A Noble Sacrifice | Teen Ink

A Noble Sacrifice

March 3, 2013
By EAPoe PLATINUM, Vermillion, South Dakota
EAPoe PLATINUM, Vermillion, South Dakota
30 articles 0 photos 8 comments

Favorite Quote:
"I only write what I feel." -Me


He was one of the last people who ever saw her alive. He was still in pain about what happened to her to this very day. He often wept over the margin of his errors that cost his young trainee her life. Until that day, he didn’t know that she’d die for him…and did.
Day after day, he trained her until her bones were sore. He treated her no differently than the others. Yet, she was dedicated and had considerably special abilities. All the other trainers had given her particular attention for her hard work, but not him. She tried to please him, to make him consider her one of the elite, but as always, he turned away. He soon learned how much she was unique on one fateful day.
On one particular morn, the camp was under attack by invaders. The trainee defended for her honor and her camp. The captain soon found himself under threat from the leader of this ragtag band. Soon finding himself defenseless, the captain accepted surrender as a gun was drawn.
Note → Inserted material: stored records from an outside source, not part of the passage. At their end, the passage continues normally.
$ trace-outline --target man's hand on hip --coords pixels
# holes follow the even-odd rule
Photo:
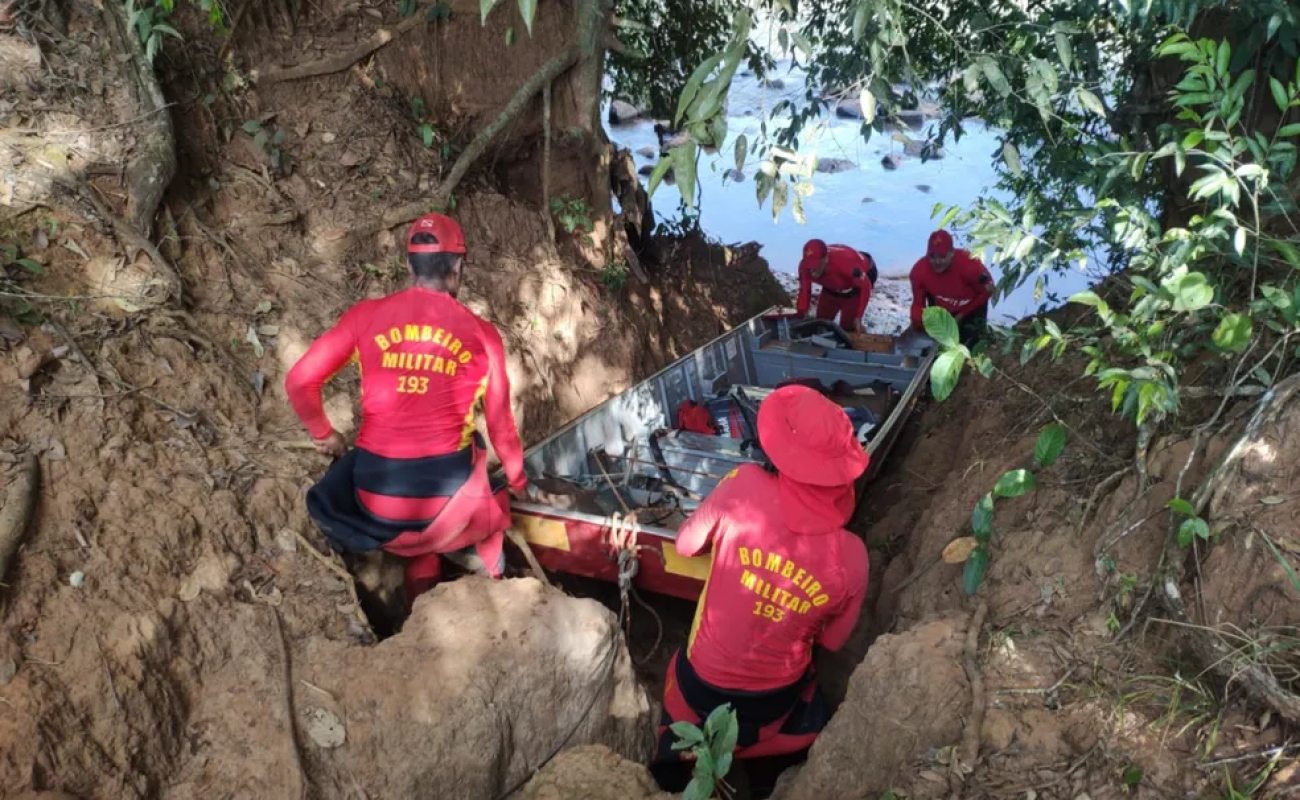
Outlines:
[[[347,442],[343,441],[343,434],[338,431],[330,433],[324,439],[312,439],[312,444],[316,445],[316,452],[333,458],[342,458],[348,449]]]

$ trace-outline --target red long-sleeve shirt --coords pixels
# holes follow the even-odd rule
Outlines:
[[[853,487],[819,488],[745,465],[677,532],[677,552],[713,553],[686,646],[720,689],[762,692],[803,676],[814,643],[838,650],[867,593],[867,548],[844,530]]]
[[[357,303],[285,379],[289,402],[313,438],[334,430],[321,387],[351,360],[361,369],[358,447],[387,458],[462,450],[473,440],[482,404],[511,488],[527,485],[505,349],[491,323],[451,295],[420,287]]]
[[[993,276],[984,262],[969,251],[955,250],[952,266],[943,274],[934,271],[930,259],[912,266],[912,327],[923,330],[921,315],[927,303],[947,309],[961,319],[978,311],[993,296]]]
[[[799,299],[795,303],[795,310],[801,316],[808,313],[808,308],[812,305],[814,283],[821,286],[823,292],[828,289],[832,292],[860,290],[861,307],[865,309],[871,299],[871,279],[867,277],[871,265],[861,253],[847,245],[833,244],[826,250],[826,272],[820,278],[813,277],[813,270],[821,259],[810,257],[799,262]],[[857,274],[854,274],[855,270]]]

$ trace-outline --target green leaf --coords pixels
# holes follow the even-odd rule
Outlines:
[[[1101,297],[1099,297],[1097,293],[1093,291],[1079,292],[1078,294],[1072,294],[1070,295],[1069,302],[1078,303],[1081,306],[1097,307],[1102,305]]]
[[[1246,252],[1246,229],[1237,228],[1237,232],[1232,237],[1232,249],[1237,251],[1237,255]]]
[[[944,347],[957,346],[957,320],[946,308],[930,306],[921,312],[925,332]]]
[[[1011,174],[1019,178],[1025,174],[1025,167],[1020,163],[1020,151],[1011,142],[1004,142],[1002,145],[1002,160],[1007,162],[1007,169]]]
[[[1034,442],[1034,463],[1039,469],[1050,467],[1065,452],[1065,426],[1048,425]]]
[[[1057,31],[1055,36],[1056,54],[1061,58],[1061,66],[1065,67],[1066,72],[1069,72],[1070,65],[1074,63],[1074,50],[1070,46],[1070,37],[1061,31]]]
[[[1033,491],[1037,485],[1034,473],[1027,469],[1013,469],[1002,473],[1002,477],[993,485],[993,494],[996,497],[1020,497]]]
[[[723,719],[730,711],[731,704],[723,703],[713,709],[713,711],[709,712],[708,718],[704,720],[704,735],[706,737],[711,737],[713,734],[717,733],[719,726],[723,724]]]
[[[267,133],[265,129],[262,129],[257,132],[256,136],[253,137],[253,146],[256,147],[258,150],[265,150],[266,143],[270,141],[270,139],[271,139],[271,134]]]
[[[262,123],[255,119],[250,119],[248,122],[245,122],[240,127],[244,129],[244,133],[247,133],[249,136],[252,136],[253,134],[262,130]]]
[[[1240,353],[1250,346],[1249,314],[1228,314],[1214,329],[1214,346],[1228,353]]]
[[[1188,272],[1180,277],[1173,293],[1174,311],[1199,311],[1214,301],[1214,290],[1199,272]]]
[[[1106,106],[1102,105],[1101,100],[1097,99],[1097,95],[1080,87],[1074,90],[1074,96],[1078,98],[1079,103],[1084,108],[1103,119],[1106,117]]]
[[[702,742],[704,741],[704,731],[701,731],[695,725],[689,722],[674,722],[668,726],[673,735],[684,742]]]
[[[870,3],[867,0],[860,0],[858,7],[853,10],[853,41],[862,41],[862,34],[867,30],[867,22],[870,16]]]
[[[1227,83],[1228,63],[1231,60],[1232,60],[1232,45],[1228,44],[1227,39],[1224,39],[1223,41],[1219,42],[1218,59],[1214,67],[1215,72],[1217,72],[1219,75],[1219,80],[1223,81],[1224,83]]]
[[[731,760],[733,758],[735,758],[735,756],[729,752],[723,753],[719,756],[713,765],[713,774],[719,779],[727,777],[727,773],[731,771]]]
[[[506,47],[511,47],[512,45],[514,45],[514,43],[515,43],[515,29],[514,26],[512,25],[509,28],[506,28]]]
[[[795,48],[803,52],[804,58],[812,58],[812,44],[808,42],[807,36],[804,36],[799,31],[794,31],[790,34],[790,38],[794,40]]]
[[[1278,110],[1285,114],[1287,106],[1291,105],[1291,98],[1287,96],[1286,87],[1282,85],[1282,81],[1269,76],[1268,88],[1273,92],[1273,102],[1277,103]]]
[[[537,18],[537,0],[519,0],[519,14],[524,18],[528,35],[533,35],[533,20]]]
[[[420,141],[425,147],[433,147],[433,125],[427,122],[420,125]]]
[[[786,201],[790,199],[790,184],[777,178],[776,183],[772,186],[772,221],[775,222],[781,216],[782,209],[785,208]]]
[[[961,206],[953,206],[949,208],[948,211],[943,215],[943,219],[939,220],[939,227],[940,228],[948,227],[948,225],[954,219],[956,219],[957,215],[960,213],[961,213]]]
[[[1192,541],[1196,537],[1209,540],[1210,526],[1200,517],[1192,517],[1183,520],[1183,524],[1178,526],[1178,544],[1180,547],[1191,547]]]
[[[709,781],[709,784],[712,783]],[[712,796],[713,786],[706,786],[699,778],[691,778],[691,782],[686,784],[686,790],[682,792],[682,800],[709,800]]]
[[[1181,497],[1175,497],[1166,505],[1169,506],[1170,511],[1173,511],[1176,514],[1182,514],[1184,517],[1196,516],[1196,509],[1192,508],[1192,504]]]
[[[1277,135],[1286,139],[1291,136],[1300,136],[1300,122],[1293,122],[1290,125],[1283,125],[1278,129]]]
[[[800,225],[808,224],[808,215],[803,210],[803,197],[798,192],[795,193],[794,199],[790,203],[790,214],[794,217],[794,221]]]
[[[970,527],[975,538],[987,542],[993,535],[993,495],[985,492],[970,512]]]
[[[700,85],[704,79],[709,77],[713,70],[717,69],[718,64],[722,62],[722,53],[716,53],[704,60],[704,63],[695,68],[691,77],[686,80],[686,85],[682,87],[682,96],[677,100],[677,114],[673,117],[673,124],[680,125],[682,117],[686,114],[686,109],[691,107],[695,102],[695,96],[699,94]]]
[[[492,9],[496,7],[496,4],[497,0],[479,0],[479,12],[482,15],[480,24],[487,24],[488,14],[492,13]]]
[[[34,272],[37,275],[45,274],[45,267],[41,266],[41,263],[39,261],[33,261],[30,258],[20,258],[14,263],[22,267],[23,269],[27,270],[28,272]]]
[[[1296,269],[1300,269],[1300,250],[1290,242],[1281,239],[1273,239],[1269,242],[1278,255],[1286,259],[1286,262]]]
[[[654,172],[650,173],[650,188],[647,190],[651,197],[654,197],[655,189],[659,188],[659,182],[668,174],[668,170],[672,169],[673,160],[672,153],[669,153],[667,156],[660,158],[658,164],[655,164]]]
[[[749,156],[749,137],[740,134],[736,137],[736,171],[745,168],[745,159]]]
[[[1010,95],[1011,84],[1007,82],[1007,76],[1003,74],[998,62],[991,56],[983,56],[980,58],[979,63],[980,69],[984,72],[984,77],[988,79],[989,85],[993,87],[994,91],[1003,97]]]
[[[962,572],[962,588],[970,596],[984,585],[984,576],[989,571],[989,546],[981,544],[966,559],[966,569]]]
[[[979,371],[980,375],[983,375],[985,378],[992,377],[993,359],[981,353],[972,358],[971,363],[974,364],[975,369]]]
[[[945,350],[934,360],[930,367],[930,390],[934,393],[935,400],[942,403],[952,395],[965,363],[965,356],[960,350]]]
[[[1227,42],[1224,42],[1224,44],[1227,44]],[[1124,785],[1128,786],[1130,789],[1135,788],[1142,782],[1142,775],[1143,772],[1141,767],[1125,767]]]

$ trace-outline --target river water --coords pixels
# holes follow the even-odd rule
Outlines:
[[[753,181],[756,161],[752,157],[746,165],[744,180],[724,180],[724,174],[735,167],[735,138],[743,133],[752,145],[769,109],[782,99],[801,101],[804,97],[803,75],[797,68],[791,70],[789,62],[768,76],[769,82],[774,79],[783,85],[779,88],[762,85],[752,75],[736,76],[728,104],[728,142],[716,155],[704,155],[700,161],[700,225],[706,234],[727,244],[751,241],[762,244],[762,254],[772,271],[788,287],[796,283],[794,273],[808,239],[847,244],[871,253],[880,267],[881,279],[864,321],[873,332],[897,331],[908,321],[911,303],[908,271],[925,254],[926,239],[938,221],[931,216],[934,205],[966,207],[982,192],[1004,198],[993,189],[994,159],[1001,157],[998,133],[972,120],[965,126],[966,134],[960,142],[953,143],[949,137],[944,158],[922,163],[920,158],[903,157],[902,144],[888,134],[873,134],[870,142],[864,142],[859,120],[829,114],[820,124],[806,126],[800,151],[815,150],[821,161],[845,159],[856,167],[816,175],[815,191],[804,200],[806,225],[798,224],[788,207],[774,223],[770,198],[762,209],[758,207]],[[608,120],[608,113],[605,119]],[[776,124],[769,122],[769,130]],[[937,123],[926,125],[937,126]],[[607,123],[606,129],[612,141],[633,153],[646,147],[657,152],[658,141],[650,120],[630,125]],[[913,139],[923,138],[924,130],[913,130],[908,135]],[[881,164],[887,155],[898,159],[897,169],[889,170]],[[656,160],[636,156],[638,166]],[[661,183],[653,203],[658,219],[680,218],[681,195],[676,186]],[[956,233],[961,246],[960,232]],[[1000,277],[997,266],[990,265],[990,269],[995,278]],[[990,318],[1000,324],[1015,322],[1086,289],[1095,277],[1079,272],[1053,275],[1049,291],[1038,301],[1034,299],[1030,281],[998,297]],[[1057,303],[1051,302],[1053,298]]]

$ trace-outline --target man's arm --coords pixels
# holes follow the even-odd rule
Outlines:
[[[522,492],[528,486],[524,473],[524,447],[519,443],[515,414],[510,408],[510,376],[506,372],[506,349],[501,334],[484,321],[483,344],[488,355],[487,392],[483,396],[483,413],[487,416],[488,438],[496,448],[497,458],[506,471],[510,488]]]
[[[993,297],[993,276],[989,273],[984,262],[972,255],[967,255],[962,259],[962,263],[955,265],[961,268],[962,277],[965,278],[966,285],[976,293],[975,299],[966,305],[961,314],[957,315],[957,321],[961,322],[966,317],[979,311]]]
[[[334,426],[321,404],[321,388],[356,355],[352,323],[352,311],[349,311],[337,325],[312,342],[285,376],[284,391],[289,396],[289,404],[313,439],[327,439],[334,433]]]
[[[794,307],[801,317],[808,313],[808,308],[812,305],[812,273],[804,267],[804,263],[805,261],[799,262],[799,302]]]
[[[912,282],[912,329],[925,332],[925,323],[922,321],[922,315],[925,313],[925,279],[917,273],[920,272],[918,267],[912,267],[912,272],[908,279]]]
[[[858,616],[862,613],[862,601],[867,596],[867,573],[870,571],[867,548],[856,537],[854,544],[856,548],[851,551],[853,555],[846,554],[849,563],[844,566],[850,575],[855,576],[855,583],[849,587],[848,596],[839,612],[826,622],[821,635],[817,637],[817,643],[827,650],[839,650],[848,642],[853,629],[857,627]]]
[[[695,508],[695,513],[691,514],[677,529],[677,540],[674,546],[678,553],[690,558],[713,550],[713,539],[718,532],[719,523],[722,522],[722,509],[730,494],[727,490],[731,487],[726,484],[735,474],[736,470],[732,470],[725,478],[718,481],[717,487],[709,492],[704,502]]]

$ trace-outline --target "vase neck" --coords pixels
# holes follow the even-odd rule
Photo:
The leader squeezed the trigger and shot at the captain. A gunshot that was supposed to be meant for him.
But just that moment, the trainee dove right in front of him and took the blow. Her body didn’t stop moving, for it also dove into the water. The water surrounded her body as it sank deeper and deeper. The captain saw this sacrifice in shock and grief while the leader of the invaders was apprehended by several cadets. But the capture wasn’t what the captain cared about at the moment; he realized that the girl who saved his life was one of a kind…and he didn’t see that. He soon understood the error of his ways by not giving the trainee a chance. A chance was all she required, and he didn’t even offer it to her.
At her funeral, the captain gave a moving eulogy, despite not having known her well. Too lost in his own grief and regret, he resigned from the army and went home to think about all he did and didn’t do.